Anyway, TurboQOA, since it's streaming, has a more complicated API then the reference implementation. Though experienced C developers should have no problem with it.

// decode
#include <turboqoa/turboqoa.h>

// Create a decoder
struct TurboQOADecoder *decoder = turboqoa_decoder_create();

// Prepare your input buffer. The decoder is input, so you can add more data and invoke decode to get more samples
uint8_t *input = ...;
size_t input_size = ...;

int16_t* pcm_buffer = malloc(4096 * sizeof(int16_t)); // output buffer
while(!turboqoa_decoder_decode_done(decoder)) {
    enum TruboQOADecoderWants wants;       // Reason for the decoder to pause decoding
    size_t consumed;                       // How many bytes from the input buffer is consumed
    size_t samples_written;                // How many samples are written to the output buffer
    enum TurboQOADecoderError error = turboqoa_decoder_decode(decoder, input, input_size,
        &consumed, pcm_buffer, 4096, &samples_written, &wants);
    if(error != TURBOQOA_DECODER_ERROR_NONE) {
        // handle error here. the decoder should not be used after an error
        break;
    }
    input += consumed;
    input_size -= consumed;

    // Make use of the samples in pcm_buffer[0:samples_written]
    // ...

    if(wants == TURBOQOA_DECODER_WANTS_MORE_DATA) {
        // Load more data into the input buffer
        // input = ...
        // input_size = ...
    }
}

turboqoa_decoder_destroy(decoder);

Encoding is the same.

// encode
#include <turboqoa/turboqoa.h>
#include <fstream>

size_t sample_rate = 48000;
size_t channels = 2;
size_t samples_per_channel = ...; // set to 0 if you don't know how many samples you have (streaming mode)

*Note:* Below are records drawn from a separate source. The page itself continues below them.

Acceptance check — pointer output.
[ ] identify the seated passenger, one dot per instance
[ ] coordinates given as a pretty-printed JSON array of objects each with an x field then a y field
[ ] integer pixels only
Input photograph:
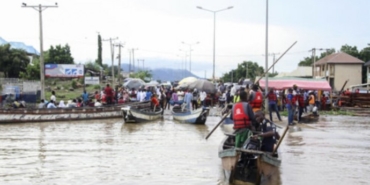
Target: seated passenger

// Create a encoder. The callback is called when the encoder wants to write the encoded data
// You could point it to a file like I did here, or a network socket, or a buffer
struct TurboQOAEncoder* encoder = turboqoa_encoder_create(sample_rate, channels, samples_per_channel,
    [](void* user_data, const uint8_t* data, size_t size) {
        std::ofstream* out = (std::ofstream*)user_data;
        out->write((char*)data, size);
    }, &out);

// Like the decoder, the encoder is also streaming. You can keep feeding it
// with data and invoke encode to get more frames out
int16_t* pcm = ...;
size_t num_samples = ...;
while(!turboqoa_encoder_encode_done(encoder)) {
    enum TurboQOAEncoderWants wants;
    size_t consumed;
    enum TurboQOAEncoderError error = turboqoa_encoder_encode(encoder, pcm, num_samples, &consumed, &wants);
    if(error != TURBOQOA_ENCODER_ERROR_NONE) {
        std::cout << "Error while encoding. Code: " << error << std::endl;
        break;
    }
    pcm += consumed;
    num_samples -= consumed;

    if(wants == TURBOQOA_ENCODER_WANTS_MORE_DATA) {
        // Load more data into the input buffer
        // pcm = ...
        // num_samples = ...
    }
}

turboqoa_encoder_destroy(encoder);

There is also dead simple API for encoding and decoding an entire file at once. Which I figure someone would find useful.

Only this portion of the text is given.